The 1989 parade, he added, also saw its fair share of controversy thanks to a decision by the board of selectmen at that time to ban the traditional throwing of candy amid concerns about the safety of children who might venture out into the road to get it.

The selectmen also prohibited a group of marchers who intended to dress as Indians and pelt spectators with water balloons from following through with their plans that year, prompting a group of residents to parody the board with a float depicting five 'dummies' seated at a table beneath a banner praising them, with tongue firmly planted in cheek, as "The Brave Men who Saved Us from the Indians."

Along with the parade, Ruell said, the other big draw associated with Ashland's Fourth of July celebrations has been its fireworks display, widely regarded as one of the best in the state.
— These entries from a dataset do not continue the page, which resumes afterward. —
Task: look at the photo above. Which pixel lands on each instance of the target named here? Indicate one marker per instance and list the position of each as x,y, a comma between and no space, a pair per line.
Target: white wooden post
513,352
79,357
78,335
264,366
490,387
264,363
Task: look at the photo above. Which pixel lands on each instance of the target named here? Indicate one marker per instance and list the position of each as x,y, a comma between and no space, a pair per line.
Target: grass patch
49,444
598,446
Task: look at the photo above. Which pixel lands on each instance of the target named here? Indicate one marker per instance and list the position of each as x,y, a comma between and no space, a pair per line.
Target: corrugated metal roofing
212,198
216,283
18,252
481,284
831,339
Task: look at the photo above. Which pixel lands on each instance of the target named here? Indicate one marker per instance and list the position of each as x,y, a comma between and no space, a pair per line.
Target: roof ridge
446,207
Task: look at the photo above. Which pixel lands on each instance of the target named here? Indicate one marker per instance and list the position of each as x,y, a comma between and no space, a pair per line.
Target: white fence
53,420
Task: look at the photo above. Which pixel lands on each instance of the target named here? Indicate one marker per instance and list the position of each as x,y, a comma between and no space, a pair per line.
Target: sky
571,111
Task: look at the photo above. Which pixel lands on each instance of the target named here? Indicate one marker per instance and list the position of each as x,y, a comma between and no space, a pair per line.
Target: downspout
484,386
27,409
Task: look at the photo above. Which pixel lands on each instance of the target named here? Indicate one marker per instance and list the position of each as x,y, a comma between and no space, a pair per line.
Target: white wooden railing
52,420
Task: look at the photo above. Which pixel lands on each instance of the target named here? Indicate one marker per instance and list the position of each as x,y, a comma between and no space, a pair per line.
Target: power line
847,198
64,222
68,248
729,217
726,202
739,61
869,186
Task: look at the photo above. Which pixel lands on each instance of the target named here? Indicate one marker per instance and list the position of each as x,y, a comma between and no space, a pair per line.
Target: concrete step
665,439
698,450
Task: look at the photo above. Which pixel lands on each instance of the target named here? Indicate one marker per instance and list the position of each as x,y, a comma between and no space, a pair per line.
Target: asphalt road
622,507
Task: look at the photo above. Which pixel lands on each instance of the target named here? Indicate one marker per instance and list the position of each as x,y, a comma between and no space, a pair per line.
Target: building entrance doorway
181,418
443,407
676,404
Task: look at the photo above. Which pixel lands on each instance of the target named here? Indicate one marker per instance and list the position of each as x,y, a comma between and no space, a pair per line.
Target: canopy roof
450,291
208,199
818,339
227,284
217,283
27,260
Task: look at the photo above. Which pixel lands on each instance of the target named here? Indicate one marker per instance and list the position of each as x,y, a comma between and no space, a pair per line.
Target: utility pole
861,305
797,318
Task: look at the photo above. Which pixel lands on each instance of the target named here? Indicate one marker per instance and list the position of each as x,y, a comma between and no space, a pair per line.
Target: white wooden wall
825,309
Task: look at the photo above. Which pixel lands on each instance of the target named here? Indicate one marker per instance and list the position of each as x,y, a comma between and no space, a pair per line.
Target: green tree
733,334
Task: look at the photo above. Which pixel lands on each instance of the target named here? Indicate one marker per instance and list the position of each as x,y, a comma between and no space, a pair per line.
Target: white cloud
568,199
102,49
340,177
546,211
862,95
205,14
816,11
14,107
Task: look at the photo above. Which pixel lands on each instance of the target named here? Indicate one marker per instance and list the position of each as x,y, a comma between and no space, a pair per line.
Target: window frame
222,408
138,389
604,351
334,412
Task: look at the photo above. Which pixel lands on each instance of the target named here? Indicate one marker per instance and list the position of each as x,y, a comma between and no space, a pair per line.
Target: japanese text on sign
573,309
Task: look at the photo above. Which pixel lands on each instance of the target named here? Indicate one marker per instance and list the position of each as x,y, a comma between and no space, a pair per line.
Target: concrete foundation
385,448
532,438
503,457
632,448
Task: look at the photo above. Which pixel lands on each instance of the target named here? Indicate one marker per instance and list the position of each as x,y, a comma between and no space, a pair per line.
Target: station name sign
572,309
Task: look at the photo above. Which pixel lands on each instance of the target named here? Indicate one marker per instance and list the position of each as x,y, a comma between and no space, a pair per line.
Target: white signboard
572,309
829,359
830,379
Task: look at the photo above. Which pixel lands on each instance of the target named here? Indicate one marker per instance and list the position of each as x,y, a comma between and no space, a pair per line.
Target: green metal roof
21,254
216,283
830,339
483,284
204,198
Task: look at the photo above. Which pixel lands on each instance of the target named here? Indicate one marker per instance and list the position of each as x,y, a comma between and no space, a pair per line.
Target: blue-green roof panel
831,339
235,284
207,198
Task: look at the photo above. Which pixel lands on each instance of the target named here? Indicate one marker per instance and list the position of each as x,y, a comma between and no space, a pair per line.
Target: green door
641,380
"No other town event attracts as many people," he said, explaining that the first fireworks display in 1961 drew in 3,000 spectators — a number that had increased to 10,000 by 1976, and has grown steadily ever since.

Given the number of people involved, Ruell said, "it's kind of remarkable that there's been so little injury."

The only recorded case of injury during a fireworks display, he added, occurred in 1993, when two boys were hit by a rogue rocket that shot out to the side instead of shooting straight up into the air when the container holding it broke apart.

Much of the credit for that impressive safety record, he said, is due to Charlie St. Clair, whose company has handled the detonation of fireworks in Ashland since the mid-1970s.

The question of whether or not this year's festivities measured up to the legendary standard set by previous celebrations may be a matter of debate, but if the crowds that lined Main Street for the parade and returned later in the evening to pack the ball fields in anticipation of the fireworks are any indication, Ashland may very well retain its position as the region's Independence Day mecca for another half century.